Ainsi, d’abord, le « nouveau visage » le plus probable à gauche dans une interview pour l’un des journaux a déclaré comment il a rencontré la principale « éminence grise » sur ce pôle politique, mais n’a pas encore reçu de « voyants verts » pour avoir rejoint la politique de parti intérieure. Ensuite, il y a ces éminences à la télévision publique Ville et le monde Il a confirmé ce rôle pour douter si un autre nouveau joueur avait vraiment besoin (selon lui trop fragmenté) à gauche.
Bien sûr, le discours concerne le député député Vladimir prébilique et ancien président et le patron précédemment du parti Milan Kucan. Le premier à savoir librement que sur le pôle gauche de la politique slovène, l’engagement autonome n’est pas possible, ou que celui qui veut réussir devrait avoir l’arrière-plan des centres d’arrière-plan. Ce dernier, cependant, a clairement indiqué que ces centres existent réellement et qu’il joue ici un rôle majeur. Dans le style d’une sorte de parrain de la mafia âgée que rien ne se passe (malgré aucune fonction publique pendant longtemps).
La constatation que la Slovénie est contrôlée par les scènes post-communiste des centres de pouvoir n’est nullement nouveau. L’ancien rédacteur en chef de Delo et plus tard Maga Danilo Slivnik a écrit à ce sujet dans les années 1990 dans un livre avec un titre très relatif Clan de Kucan. Plus tard, le professeur Zdenko Roter, l’un des plus proches confidents de Kucan, en était en grande partie dans un livre avec une histoire avec le titre Masque à palette. Mais pendant longtemps, les personnes clés de ces cercles ont caché leur rôle. Même les médias centraux, principalement en faveur de l’option de gauche, étaient « couverts ». De nombreux journalistes, publicistes et autres « connaisseurs » sont la thèse de l’influence dominante des scènes politiques – plus tard marqué par le label sympathique « oncle de fond » – proclamé « Théories du complot » et plus que le terme paranoïa de leurs auteurs.
Mais maintenant, les protagonistes des scènes politiques ne cachent plus cela. Si Kučan a déclaré un «retraité ordinaire» il y a des années, il donne maintenant avec autorité et dans les yeux du public des instructions politiques et des appels à des conversations (peut-être dire, à savoir) des personnes qui travaillent (ou ont l’intention d’agir) sur le pôle gauche et diabolisent ceux à droite à la droite (et bien, il n’est en aucun cas isolé).

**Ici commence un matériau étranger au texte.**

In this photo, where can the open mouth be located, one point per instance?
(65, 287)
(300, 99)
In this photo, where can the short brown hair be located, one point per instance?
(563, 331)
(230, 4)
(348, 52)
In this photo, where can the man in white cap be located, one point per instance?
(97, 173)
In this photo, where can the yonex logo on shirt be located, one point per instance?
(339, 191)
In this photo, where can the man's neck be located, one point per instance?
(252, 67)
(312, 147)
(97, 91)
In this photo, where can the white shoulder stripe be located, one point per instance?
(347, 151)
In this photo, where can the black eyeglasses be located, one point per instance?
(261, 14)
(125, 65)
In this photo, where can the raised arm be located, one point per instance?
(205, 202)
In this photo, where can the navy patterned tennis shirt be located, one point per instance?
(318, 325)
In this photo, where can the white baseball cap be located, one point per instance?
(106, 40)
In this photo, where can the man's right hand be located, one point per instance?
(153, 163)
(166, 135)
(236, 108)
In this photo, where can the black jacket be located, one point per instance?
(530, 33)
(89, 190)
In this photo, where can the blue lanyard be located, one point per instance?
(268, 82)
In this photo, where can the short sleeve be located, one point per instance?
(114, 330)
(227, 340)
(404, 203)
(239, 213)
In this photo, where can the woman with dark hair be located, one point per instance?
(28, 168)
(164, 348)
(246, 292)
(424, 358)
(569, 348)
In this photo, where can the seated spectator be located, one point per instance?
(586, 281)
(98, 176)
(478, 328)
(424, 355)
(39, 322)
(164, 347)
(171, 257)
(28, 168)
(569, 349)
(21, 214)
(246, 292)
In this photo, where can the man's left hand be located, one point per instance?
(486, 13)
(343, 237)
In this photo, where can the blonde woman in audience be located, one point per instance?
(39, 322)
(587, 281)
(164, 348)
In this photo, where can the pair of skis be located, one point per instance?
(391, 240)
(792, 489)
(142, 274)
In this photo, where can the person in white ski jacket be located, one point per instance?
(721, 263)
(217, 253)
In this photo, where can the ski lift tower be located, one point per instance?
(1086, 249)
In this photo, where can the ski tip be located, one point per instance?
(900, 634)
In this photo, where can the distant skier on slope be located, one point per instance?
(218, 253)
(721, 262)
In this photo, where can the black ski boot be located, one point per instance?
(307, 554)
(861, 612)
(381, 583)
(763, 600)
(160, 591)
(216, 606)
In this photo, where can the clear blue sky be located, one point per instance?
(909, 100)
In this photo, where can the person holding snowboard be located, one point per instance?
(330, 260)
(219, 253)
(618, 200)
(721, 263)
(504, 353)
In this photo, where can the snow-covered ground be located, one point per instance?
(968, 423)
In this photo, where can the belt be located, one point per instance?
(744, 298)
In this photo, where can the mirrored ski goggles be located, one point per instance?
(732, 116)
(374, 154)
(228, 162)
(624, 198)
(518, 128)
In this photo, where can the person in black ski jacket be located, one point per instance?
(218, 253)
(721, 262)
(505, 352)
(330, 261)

Il y a des gens partout, bien qu’ils n’occupent pas les positions de prise de décision formelles, un impact majeur sur les décisions politiques. Il en va de même pour les groupes qui, grâce à leurs ressources (en particulier financières), réclament leurs propres intérêts, souvent au détriment des autres citoyens. Cela se produit même dans les pays ayant une longue tradition démocratique. Cependant, il existe différents centres informels de pouvoir et différents groupes de pression qui, en termes politiques, ne sont pas sur la même « longueur d’onde » et dont les intérêts s’opposent souvent. Donc, en ce sens, il y a le pluralisme.
Cependant, dans la Slovénie post-communiste, nous devons faire face à des scènes politiques qui contrôlent tous les domaines sociaux clés. Cela dans les coulisses, bien qu’il y ait différents cercles qui ne sont pas nécessairement dans les relations les plus amicales, en termes de soutien politique très homogène. Avant chaque élection, soyez parlementaire ou présidentiel, il embauche tout son potentiel pour gagner la « bonne » option. Que la gauche gagne et qu’ils viennent au pouvoir qui les serviront d’outil. Dans une telle situation, nous pouvons parler de démocratie déformée. En ce sens, la situation en Slovénie est pire que dans l’Orbán Hongrie So-Critise. Il y a cependant une décision par celle qui est élue.